To those who think Excel hasn’t kept up with the demands of modern corporate finance needs, what would you say in Excel’s defense?
In Microsoft Office 365, Excel can definitely do some of the “heavy lifting” for finance teams that the analyst quoted in the WSJ implied it can’t. About 150 million of the 700 million Excel users worldwide have access to this version, but they aren’t always aware of its power.
The Excel in Office 365, whether desktop or cloud (about 99 percent are desktop, however), can continuously receive new, powerful functionality from Microsoft as soon as developers dream it up, as opposed to waiting for the three-year release cycle. However, Microsoft will sometimes add these features to the ribbon without much fanfare, so people aren’t readily aware of them. Also, many IT departments are risk averse about upgrading to higher versions of Excel, so users don’t have access to more advanced features.
The WSJ noted how one company purchased a new cloud-based system to keep finance planners from importing and manipulating data from various systems in Excel.

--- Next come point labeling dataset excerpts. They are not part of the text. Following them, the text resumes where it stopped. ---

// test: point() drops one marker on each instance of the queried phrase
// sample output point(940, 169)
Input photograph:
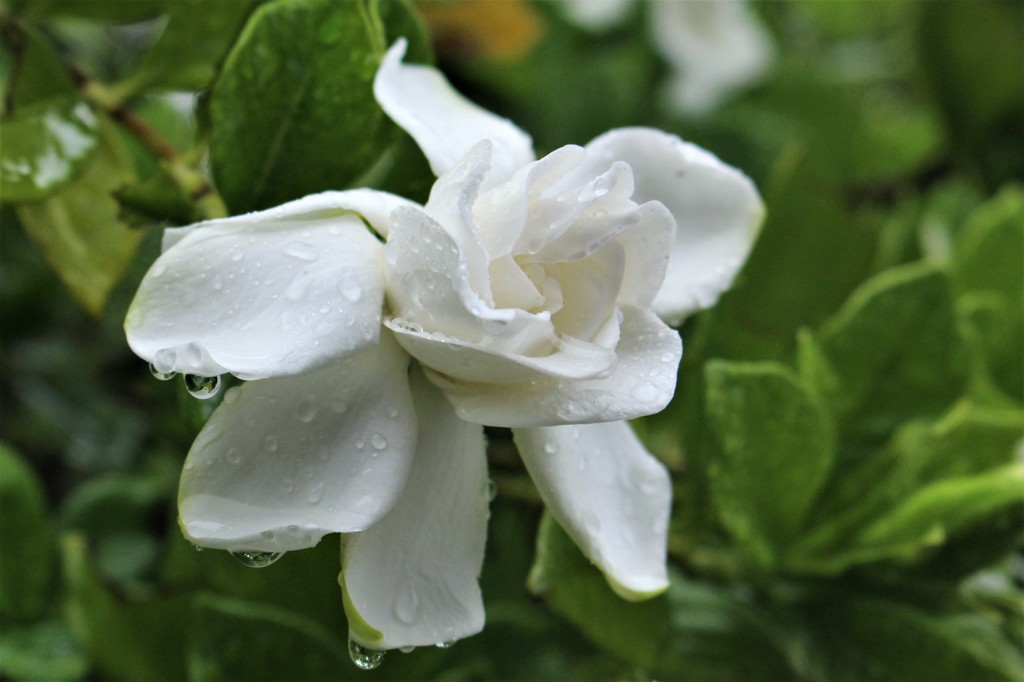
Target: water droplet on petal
point(365, 658)
point(407, 605)
point(202, 387)
point(306, 410)
point(351, 291)
point(302, 251)
point(163, 376)
point(257, 559)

Could they have actually accomplished this in Excel?
As of Excel 2010, you can combine data from multiple data sets, including accounting and ERP systems, within Excel using a feature formerly called Power Query, and now called “Get & Transform.” It does seem that Excel users haven’t yet really embraced this feature, perhaps because they don’t know about it or because it would require that they know the underlying structure of the database they were trying to access and query. Some Excel add-ins integrate directly with the database or application to mask the requirement for such knowledge and also access the data through a secure connection (like https), whereas Get & Transform uses an open database connection (ODBC). Get & Transform, however, can be particularly useful for quickly pulling in .csv, text, or other Excel files and preparing the data for analysis, such as removing duplicate headers.

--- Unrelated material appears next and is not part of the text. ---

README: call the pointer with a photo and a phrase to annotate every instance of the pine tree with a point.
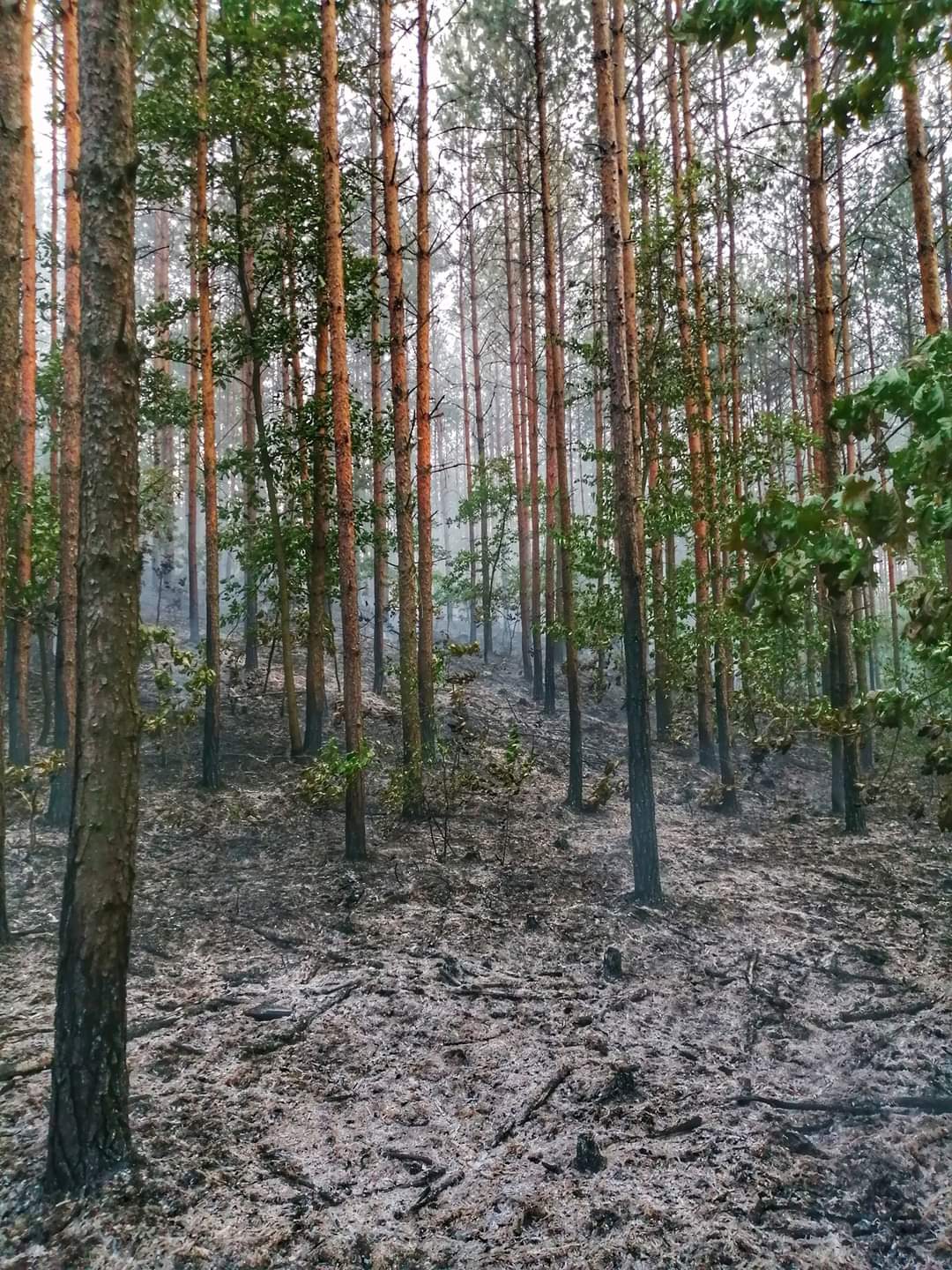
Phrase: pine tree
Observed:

With either approach, you just open the Excel or Excel add-in file and click refresh to access the latest and greatest data from an enterprise system. However, if you aren’t using an approach like these, pulling data from systems into Excel can take days, as the article points out.
How does using advanced Excel functionality or add-ins help with concerns that CFOs and others have about spreadsheet errors?

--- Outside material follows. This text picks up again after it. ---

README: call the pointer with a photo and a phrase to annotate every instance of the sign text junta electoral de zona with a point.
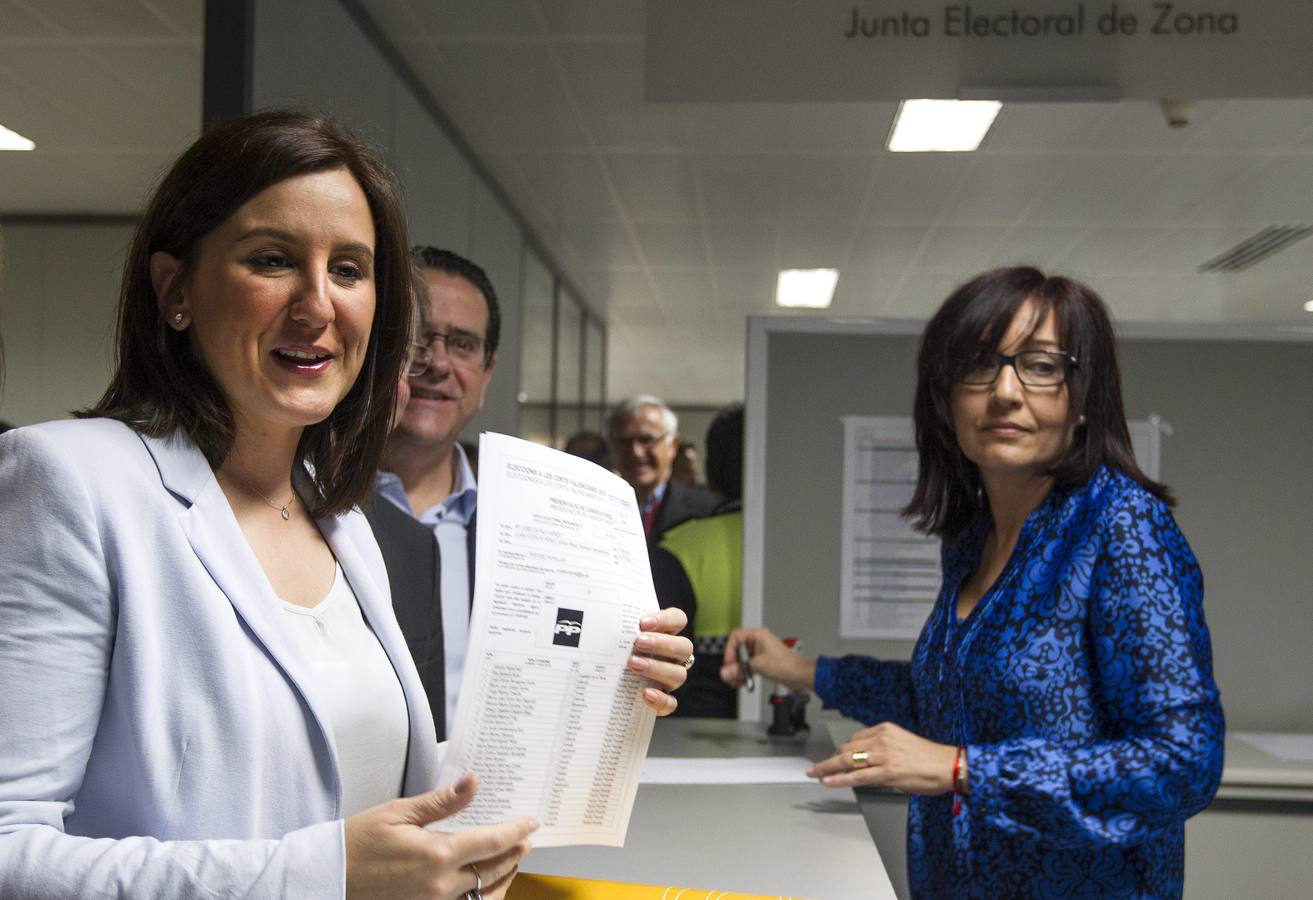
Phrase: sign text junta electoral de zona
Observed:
(1163, 19)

With Get & Transform or an Excel add-in, you pull data into Excel from your single source of truth, such as an ERP or other enterprise system, where you can manipulate it for presentation and analyze it. These two approaches also create an audit trail of what’s happened and assure that you aren’t working from old or inaccurate information. There’s also a feature that was added for Excel 2013 called “Inquire,” which helps you identify risky areas in a spreadsheet.
What was the most troubling aspect to you in the initial “Stop using Excel” article?
For one, the article made it sound like the CFO at one company simply left Excel because it didn’t offer co-authoring, where multiple people can safely edit the same workbook at the same time. Excel, as of July 2017, does support this. Another concern was that this same CEO was trying to collect data from 415 restaurants across the country in Excel, which is really something you should do in an enterprise system. So, he wasn’t getting rid of Excel completely; he was just getting rid of Excel for that one very unwieldy piece of the process.
That said, I’m sure that collecting the restaurant data in Excel was initially a stopgap measure that became perpetuated. I can’t argue with moving the data collection part of the process to another system, but I hope the company comes back to analyzing and presenting data in Excel, which is absolutely the right thing to do. But as I said when contacted by the WSJ for the follow-up piece, “No one should be doing anything 100 percent in Excel.”
Are there any other features coming down the road that address the heavy lifting aspects needed from Excel by finance teams? How can companies best utilize them?
In addition to features like the ones I discussed in a blog last year and those I continually update on my website, Microsoft introduces new functionality to Get & Transform each month, which Office 365 users will get. On the back end, once you have your data in Excel, Microsoft is also investing in Power BI tools to assist with distribution, letting you share your Excel data in some really nice interactive visualizations on your mobile devices.